I’ll be starting two new online courses this week; Animal Drawing and Analytical Figure Drawing from CGMA. I’ve taken their Storyboarding course previously, and found it really helpful- there’s just nothing like having a real (well, alright, virtual) classroom environment and homework and feedback to keep you going when you don’t quite know which way to go. Storyboarding was great, and I’m glad I studied it and worked commercially as a board artist- but it was very much a career- driven decision. I like storyboards and thumbnails but they’re not exactly the best formats to really explore original characters.
The decision to study animal and figure drawing, however, is not career driven- it’s the most personal thing I have decided to seriously commit myself to in a long time. It’s going back to the very core of drawing and illustration, back to the foundations which for me, were never explored in great depth. I’m excited; it’s not just drawing from reference this time, it’s also learning loads of biology and anatomy and technical things, all of which I’m looking forward to. It’s nice to look at my syllabus and feel that familiar sense of nervousness that precedes a learning spurt.
It was whilst reading a book, William Dalrymple’s City of Djinns, lent to me by my favourite cousin, that I came across the passage that helped me make up my mind. Dalrymple interviews a calligrapher from Old Delhi. Only vestiges of the great, high culture that once defined Old Delhi still linger there- and like William says, you have to look pretty hard to find them. But this particular calligrapher, in full awareness of the changing times and tides, said that he could not abandon calligraphy because it was his craft, and he must be loyal to it.
I can’t help but admire the humbleness of that idea- that we must be loyal to our arts, as if they have a life of their own. As if what we do isn’t just something we do, but something we partake of, and to stop doing it would be tantamount to betrayal or abandonment.
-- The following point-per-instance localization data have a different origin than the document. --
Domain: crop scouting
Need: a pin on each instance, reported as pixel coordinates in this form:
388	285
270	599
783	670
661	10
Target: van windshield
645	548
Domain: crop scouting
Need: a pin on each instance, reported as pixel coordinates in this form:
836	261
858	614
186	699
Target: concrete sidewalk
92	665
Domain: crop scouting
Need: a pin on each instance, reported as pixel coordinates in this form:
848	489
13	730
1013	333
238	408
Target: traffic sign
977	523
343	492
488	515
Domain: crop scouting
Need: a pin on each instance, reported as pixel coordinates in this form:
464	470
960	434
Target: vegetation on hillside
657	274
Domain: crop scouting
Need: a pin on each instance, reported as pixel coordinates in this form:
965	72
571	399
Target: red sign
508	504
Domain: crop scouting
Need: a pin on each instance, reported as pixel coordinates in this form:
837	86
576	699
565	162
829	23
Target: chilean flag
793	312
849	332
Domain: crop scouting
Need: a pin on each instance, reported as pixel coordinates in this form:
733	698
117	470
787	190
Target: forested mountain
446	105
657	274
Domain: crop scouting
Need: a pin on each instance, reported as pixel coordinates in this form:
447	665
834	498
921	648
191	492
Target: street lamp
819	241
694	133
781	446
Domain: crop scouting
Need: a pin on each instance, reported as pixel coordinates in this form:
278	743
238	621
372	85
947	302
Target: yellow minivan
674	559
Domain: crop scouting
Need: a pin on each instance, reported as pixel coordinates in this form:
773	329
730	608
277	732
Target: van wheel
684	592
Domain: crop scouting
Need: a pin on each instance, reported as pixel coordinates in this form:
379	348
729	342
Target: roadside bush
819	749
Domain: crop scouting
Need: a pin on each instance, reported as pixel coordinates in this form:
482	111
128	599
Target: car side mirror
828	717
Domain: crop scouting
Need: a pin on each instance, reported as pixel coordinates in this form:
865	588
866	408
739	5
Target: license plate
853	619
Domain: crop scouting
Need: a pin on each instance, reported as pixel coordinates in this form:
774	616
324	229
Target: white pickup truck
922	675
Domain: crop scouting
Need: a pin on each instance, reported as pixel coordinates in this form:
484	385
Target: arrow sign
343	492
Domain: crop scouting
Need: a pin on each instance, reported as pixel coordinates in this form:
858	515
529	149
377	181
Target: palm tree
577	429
It’s a naked defence against the pressure of going commercial, but an oddly respectable one all the same. I’d go even further than that and say I can’t abandon art because it has never abandoned me; not for too long, and never too much. I’ve lost sight of it every now and then but I keep finding my way back. In spite of an art teacher who bullied me every chance he got and derided me, and in spite of going on to study literature and quite liking it- after all that, I still find myself wanting to draw. So I figure I may as well commit myself to getting better at it.